Options | Description |
---|---|
--containers=users,bigdata | Comma separated list of containers to restore |
--target-containers=original_container_name1: | Comma separated list of containers to restore under different name |
--snapshot-id= | Specific snapshot to restore |
--skip-object-types=tiny_objects,streams | Comma separated list of object types to skip during restore [objects,tiny_objects,streams] |
--recovery-mode=enabled | Enable/disable recovery after failure [enabled, disabled] |
--scattering-attributes-limit=1700000 | Attributes will be split into chunks during restore if their total size is above the limit |
--backup-config-spec= | Path to yaml file with backup config spec.
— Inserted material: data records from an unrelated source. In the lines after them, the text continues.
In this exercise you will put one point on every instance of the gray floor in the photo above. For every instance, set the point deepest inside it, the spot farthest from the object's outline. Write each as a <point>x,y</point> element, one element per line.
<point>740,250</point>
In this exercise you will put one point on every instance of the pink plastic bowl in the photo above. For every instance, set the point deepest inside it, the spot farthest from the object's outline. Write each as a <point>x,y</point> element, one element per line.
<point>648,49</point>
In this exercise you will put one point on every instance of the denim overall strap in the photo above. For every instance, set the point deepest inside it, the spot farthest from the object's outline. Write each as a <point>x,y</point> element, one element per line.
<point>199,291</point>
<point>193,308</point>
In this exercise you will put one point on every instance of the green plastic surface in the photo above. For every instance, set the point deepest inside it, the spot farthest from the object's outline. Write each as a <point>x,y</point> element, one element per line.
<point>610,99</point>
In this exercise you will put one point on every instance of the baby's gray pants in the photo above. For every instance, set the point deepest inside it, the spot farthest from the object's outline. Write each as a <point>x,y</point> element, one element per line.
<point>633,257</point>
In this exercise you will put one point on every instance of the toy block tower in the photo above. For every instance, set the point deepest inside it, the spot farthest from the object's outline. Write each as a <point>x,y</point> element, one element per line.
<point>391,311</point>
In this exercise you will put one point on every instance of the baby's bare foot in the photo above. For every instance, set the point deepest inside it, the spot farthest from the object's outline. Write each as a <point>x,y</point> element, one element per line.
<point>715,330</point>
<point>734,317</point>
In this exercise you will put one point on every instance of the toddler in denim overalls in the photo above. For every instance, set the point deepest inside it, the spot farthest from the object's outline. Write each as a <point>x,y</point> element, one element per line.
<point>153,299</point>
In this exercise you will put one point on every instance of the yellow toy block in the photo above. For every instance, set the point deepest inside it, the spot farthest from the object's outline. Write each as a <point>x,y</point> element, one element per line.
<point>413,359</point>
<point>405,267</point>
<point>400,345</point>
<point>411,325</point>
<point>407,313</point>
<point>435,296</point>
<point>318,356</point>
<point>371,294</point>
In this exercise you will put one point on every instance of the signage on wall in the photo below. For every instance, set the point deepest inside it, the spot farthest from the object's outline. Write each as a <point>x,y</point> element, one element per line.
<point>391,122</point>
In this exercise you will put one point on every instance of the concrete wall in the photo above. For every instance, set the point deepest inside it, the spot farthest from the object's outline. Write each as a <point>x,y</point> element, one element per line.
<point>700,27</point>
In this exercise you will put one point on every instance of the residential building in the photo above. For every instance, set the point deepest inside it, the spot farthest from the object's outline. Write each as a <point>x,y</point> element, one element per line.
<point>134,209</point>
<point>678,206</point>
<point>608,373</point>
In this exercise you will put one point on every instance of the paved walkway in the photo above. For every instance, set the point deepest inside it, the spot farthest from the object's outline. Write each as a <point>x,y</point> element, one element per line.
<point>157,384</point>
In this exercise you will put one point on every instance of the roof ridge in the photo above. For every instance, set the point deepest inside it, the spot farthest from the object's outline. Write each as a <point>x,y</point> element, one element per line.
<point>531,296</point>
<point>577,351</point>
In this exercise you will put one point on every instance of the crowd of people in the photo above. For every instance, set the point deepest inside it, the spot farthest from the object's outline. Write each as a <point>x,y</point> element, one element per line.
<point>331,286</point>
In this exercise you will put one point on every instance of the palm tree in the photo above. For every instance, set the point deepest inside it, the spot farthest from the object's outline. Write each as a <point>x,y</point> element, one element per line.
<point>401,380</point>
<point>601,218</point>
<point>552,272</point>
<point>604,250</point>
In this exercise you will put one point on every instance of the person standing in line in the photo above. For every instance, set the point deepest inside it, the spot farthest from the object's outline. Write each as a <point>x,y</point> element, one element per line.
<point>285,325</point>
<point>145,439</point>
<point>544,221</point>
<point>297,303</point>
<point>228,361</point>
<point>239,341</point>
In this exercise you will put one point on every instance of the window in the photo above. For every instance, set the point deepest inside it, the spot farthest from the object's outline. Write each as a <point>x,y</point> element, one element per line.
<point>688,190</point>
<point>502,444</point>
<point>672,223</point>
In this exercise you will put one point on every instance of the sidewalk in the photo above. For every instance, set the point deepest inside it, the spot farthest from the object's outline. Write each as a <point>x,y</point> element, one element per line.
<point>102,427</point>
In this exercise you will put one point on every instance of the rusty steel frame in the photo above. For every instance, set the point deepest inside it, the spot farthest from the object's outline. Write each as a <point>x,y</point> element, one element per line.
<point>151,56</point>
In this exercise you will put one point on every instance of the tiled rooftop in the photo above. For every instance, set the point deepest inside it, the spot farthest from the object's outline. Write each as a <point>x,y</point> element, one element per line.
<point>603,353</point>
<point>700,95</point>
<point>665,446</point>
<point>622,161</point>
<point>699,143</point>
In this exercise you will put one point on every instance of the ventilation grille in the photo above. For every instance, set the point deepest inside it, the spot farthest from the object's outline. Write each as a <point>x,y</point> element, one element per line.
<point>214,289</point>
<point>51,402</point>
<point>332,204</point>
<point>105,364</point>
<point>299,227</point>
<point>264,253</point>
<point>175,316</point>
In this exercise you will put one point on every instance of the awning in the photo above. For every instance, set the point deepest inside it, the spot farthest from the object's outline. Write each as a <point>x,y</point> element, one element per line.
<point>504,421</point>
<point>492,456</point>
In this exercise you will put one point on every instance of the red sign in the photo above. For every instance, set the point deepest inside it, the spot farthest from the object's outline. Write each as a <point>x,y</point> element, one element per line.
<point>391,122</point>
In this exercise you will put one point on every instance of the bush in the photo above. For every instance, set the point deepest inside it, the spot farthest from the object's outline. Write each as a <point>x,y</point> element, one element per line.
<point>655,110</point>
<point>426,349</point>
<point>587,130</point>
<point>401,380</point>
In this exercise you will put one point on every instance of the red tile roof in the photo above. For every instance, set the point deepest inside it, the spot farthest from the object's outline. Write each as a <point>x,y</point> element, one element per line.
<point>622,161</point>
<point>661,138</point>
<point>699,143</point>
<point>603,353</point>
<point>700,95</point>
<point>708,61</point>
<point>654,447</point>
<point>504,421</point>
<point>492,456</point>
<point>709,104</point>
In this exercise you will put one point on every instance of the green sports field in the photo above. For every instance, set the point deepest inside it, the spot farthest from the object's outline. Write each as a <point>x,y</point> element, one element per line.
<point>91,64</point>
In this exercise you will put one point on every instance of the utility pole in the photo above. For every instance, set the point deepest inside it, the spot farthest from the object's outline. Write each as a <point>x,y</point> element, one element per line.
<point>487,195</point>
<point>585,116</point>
Yaml parameters will override command line arguments |
--v3io-retries=5 | Number of retries in case of v3io request failures |
--v3io-retry-interval=3 | Interval between v3io retries [sec] |
--request-timeout=60 | REST request timeout (against v3io and internal REST servers) [sec] |
--report-max-failed-items-limit=50 | Maximum number of failed item details to include in the restore report |
--report-server-listen-addr string=:58541 | Listening port for report server |
--logger-file-path=/backups/ | Outputs logger to a file |
--logger-no-color | Logger won't output with colors |
--object-restorers-replicas= | Number of objects restorers replicas |
--object-restorer-num-of-object-writers=1 | Number of object writers per each object restorer |
--tree-restorer-replicas=3 | Number of replicas to perform tree node restore |
--tree-restorer-max-pending-tree-node-writes=100 | Max number of pending tree node write tasks |
--max-unused-buffers-pool-size=36 | Maximum number of unused buffers in buffer pool |
--packing-buffer-size=10 | The size of buffers used for packing/unpacking objects [MB] |
--profiling=disabled | Enable/disable profiling |
--profiling-port=6060 | Port for profiling (pprof) web server |
--verify false
flag must be added to the backup and restore yaml files.